At Pier 25, a Quiet Finale to an Unfathomable Job


  Two weeks before the city ceremoniously ended its recovery operation at Ground Zero, the barge men of Pier 25 had a little ceremony of their own.

Here on the Tribeca waterfront, where 1.1 million tons of mangled steel and unrecognizable debris had been offloaded around the clock for eight months, the last of more than 60,000 truckloads had come and gone. The remaining crane, one of the two that had hoisted it all onto barges, would soon be tugged away. It was time to mark the end of the cleanup operation on Pier 25.

At this ceremony, on the bright afternoon of May 15, there were no speeches. Just a cookout and some group photos. Then, as the workers stared silently, Jerard Geary locked the steel jaws of his excavator onto the roofs of the two small wooden shacks that had been their shelter for all those months, and in a matter of seconds the machine smashed the sheds into scrap.


  John Devlin followed with his front-end loader, pushing the wood into a single pile, the last debris to be carted away from Pier 25. Somewhere amid the splintered wood were the spray-painted words: "Some gave all, all gave some."

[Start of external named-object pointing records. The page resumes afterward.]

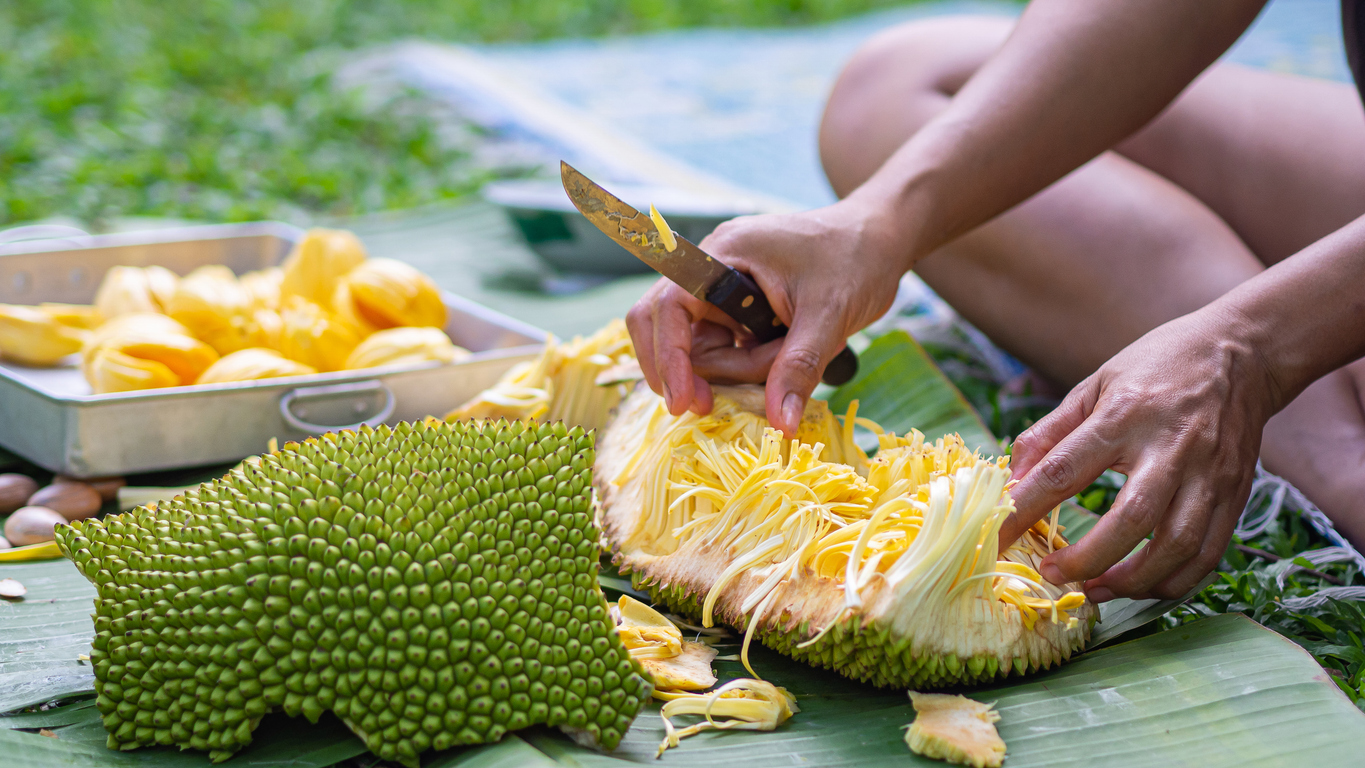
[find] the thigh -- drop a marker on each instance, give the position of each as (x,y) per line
(1279,157)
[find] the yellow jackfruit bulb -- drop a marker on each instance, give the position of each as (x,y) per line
(317,262)
(262,287)
(314,336)
(883,569)
(111,370)
(124,291)
(250,364)
(75,315)
(32,337)
(404,347)
(954,729)
(384,293)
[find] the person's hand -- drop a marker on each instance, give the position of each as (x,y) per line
(1180,412)
(827,273)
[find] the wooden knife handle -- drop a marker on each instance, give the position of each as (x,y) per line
(739,296)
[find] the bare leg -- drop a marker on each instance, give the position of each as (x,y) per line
(1072,276)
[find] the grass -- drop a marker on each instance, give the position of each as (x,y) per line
(227,109)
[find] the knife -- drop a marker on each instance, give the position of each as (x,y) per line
(695,270)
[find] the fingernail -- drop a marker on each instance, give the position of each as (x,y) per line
(792,409)
(1100,594)
(1051,573)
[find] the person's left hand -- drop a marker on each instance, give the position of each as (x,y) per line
(1180,412)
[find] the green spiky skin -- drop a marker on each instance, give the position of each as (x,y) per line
(853,648)
(433,584)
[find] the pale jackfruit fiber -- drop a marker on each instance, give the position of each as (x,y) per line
(384,293)
(135,351)
(881,569)
(404,347)
(33,337)
(128,289)
(315,336)
(954,729)
(578,381)
(251,364)
(432,584)
(317,262)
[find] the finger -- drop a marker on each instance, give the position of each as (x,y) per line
(1066,469)
(639,321)
(800,360)
(1033,444)
(1141,505)
(673,315)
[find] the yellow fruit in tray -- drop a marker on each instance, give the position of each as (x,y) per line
(111,370)
(128,289)
(314,336)
(264,287)
(32,337)
(75,315)
(250,364)
(384,293)
(214,307)
(404,347)
(317,262)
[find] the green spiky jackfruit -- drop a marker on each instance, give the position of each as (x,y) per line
(433,585)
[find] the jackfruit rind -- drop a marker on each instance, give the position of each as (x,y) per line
(432,584)
(720,517)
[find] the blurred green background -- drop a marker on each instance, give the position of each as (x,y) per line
(228,111)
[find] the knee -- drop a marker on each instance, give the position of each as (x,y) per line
(894,83)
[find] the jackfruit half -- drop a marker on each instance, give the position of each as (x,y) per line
(433,584)
(883,570)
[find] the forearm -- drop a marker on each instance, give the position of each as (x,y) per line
(1074,78)
(1304,317)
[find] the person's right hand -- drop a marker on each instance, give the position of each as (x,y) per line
(827,273)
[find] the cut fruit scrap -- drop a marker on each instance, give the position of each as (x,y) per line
(885,570)
(432,584)
(560,385)
(954,729)
(657,643)
(737,705)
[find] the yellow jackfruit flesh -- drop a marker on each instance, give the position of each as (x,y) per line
(314,336)
(433,585)
(872,568)
(250,364)
(32,337)
(404,347)
(561,384)
(317,262)
(384,293)
(956,729)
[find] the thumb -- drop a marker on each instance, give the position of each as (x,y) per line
(808,347)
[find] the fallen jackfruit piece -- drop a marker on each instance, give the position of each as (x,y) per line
(128,289)
(657,643)
(883,570)
(111,370)
(314,336)
(384,293)
(741,704)
(32,337)
(75,315)
(317,262)
(432,584)
(956,729)
(250,364)
(560,384)
(404,347)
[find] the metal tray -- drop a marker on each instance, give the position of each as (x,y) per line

"There goes our home, Tommy. No more shanty left," Robert Lang, who maintained the heavy equipment from the beginning, said to dockbuilder Tommy Vario.

"I hope all the families get closure some time, some way," said Mike Mazzei, who had directed the seemingly unending caravan of trucks since September.









  "It’s over," the men kept saying, and some talked of their relief that the 12-hours-a-day, seven-day work weeks were over. But not everyone.

"I started work at 19 and I’ve never liked my job," said dockbuilder foreman Danny Harkin, 43. "This is one job I got up and came to work every day and I was happy to come to work.

"The only good thing about me leaving here is I get to reacquaint myself with my son," added Harkin, the single father of a 15-year-old.

There was still some final business to attend to. The 100 cubic yards of sand on the pier’s volleyball court had to be replaced before the barge and the crane and the crews could leave for good on May 17. No sooner would they be gone than bikers and joggers would appear—for the first time since that sunny Sept. 11 morning—along what had been their waterfront bike path.

"I can’t believe it’s over," Harkin said, shaking his head. "It might take me a week or two to realize what really went on."